This time of year helps too. The beautiful foliage in its time of change paints my travels in vibrant colors. Every day there are new hues on the trees. I was doing a travel piece on prep schools when I came across one ancient New Hampshire school that holds a Foliage Day, every year. This is according to one of their alumni. On a sunny day, midweek or even a Friday, when the leaves are in full bloom, the administration proclaims Foliage Day; giving the students the day off with the express purpose of getting out and enjoying nature’s changing colors. Who says college prep schools are all about overachieving?
We tried two wines this week and supposedly they’re related. The first wine we sampled was the flagship of Italian pinot grigios, Santa Margherita. This wine seems to cost the same price everywhere and I think it’s due to its tremendous popularity. I haven’t found it for less than $21.99. Pinot grigio comes from the top of Italy’s boot, on the back side, above the heel, and just below the knee. It’s a little cooler there and the pinot grigio or pinot gris grape (they’re the same thing) grows well in a cooler climate. Experts think this pinot grigio is a mutant clone (sounds scary) of the regal pinot noir grape.
In fact, pinot grigio used to be darker, almost like rosé, until the people at Santa Margherita started to remove the darker skins right after the crush and that resulted in a light-bodied white wine. Most pinot grigios come from Veneto, Friuli Venezia Giulia and Trentino Alto Adige. The sub region where Santa Margherita is grown is called the Valdadige and it’s part of Trentino Alto Adige.
We liked the Santa Margherita because it displayed lemon notes and sunny flavors with a hint of peach and watercress. It wasn’t the best white wine we’ve tasted, but it was honest and authentic. It paired particularly well with gourmet hotdogs and homemade chili. Not every wine requires a seven-course meal with it. As an alternative to pinot grigio look for a pinot gris from Oregon’s Willamette Valley. They’re lush, rich and have a sweet tooth that the Italians don’t.

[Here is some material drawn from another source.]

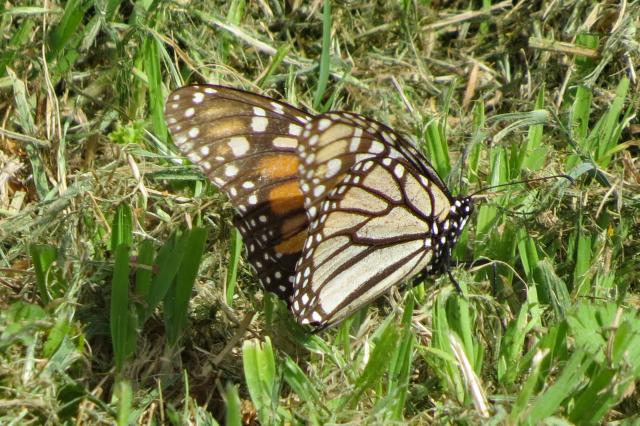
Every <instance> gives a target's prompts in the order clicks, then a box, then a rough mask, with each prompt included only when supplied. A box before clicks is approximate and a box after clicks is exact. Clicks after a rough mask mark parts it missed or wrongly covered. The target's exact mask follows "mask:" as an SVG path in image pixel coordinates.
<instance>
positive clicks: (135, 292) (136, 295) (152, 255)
mask: <svg viewBox="0 0 640 426" xmlns="http://www.w3.org/2000/svg"><path fill="white" fill-rule="evenodd" d="M154 254H155V251H154V247H153V241H151V240H143V241H142V242H141V243H140V245H139V246H138V256H137V259H136V290H135V293H136V296H137V297H138V298H139V299H140V300H146V299H147V297H148V296H149V291H151V281H152V279H153V256H154Z"/></svg>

The second wine we tasted was a 2002 Mendelson Pinot Noir for $37.99. Tasting this wine was like finding out your ex-girlfriend left her job in the fashion industry to become an oil wildcatter. Flannel, work boots and all. The French have described Burgundies, which are often pinot noir’s highest form of expression, as a little on the feminine side, as opposed to the more masculine Bordeaux. The wine was big, fruity and loud. It had all the femininity of Ethel Merman in Annie Get Your Gun!
We didn’t hate it, we just thought it was cross-dressing as a zinfandel. The plum notes were interesting. There was cassis and gentle spices. We just thought it should have been more like a pinot noir. But that’s the interesting part about wine. You take these little round grapes and tweak them any way you want for some surprising results. Enjoyed it, but wouldn’t buy it again. I just think when you pay nearly $40 bucks for a bottle of pinot, it should resemble most of the other pinots on the shelf.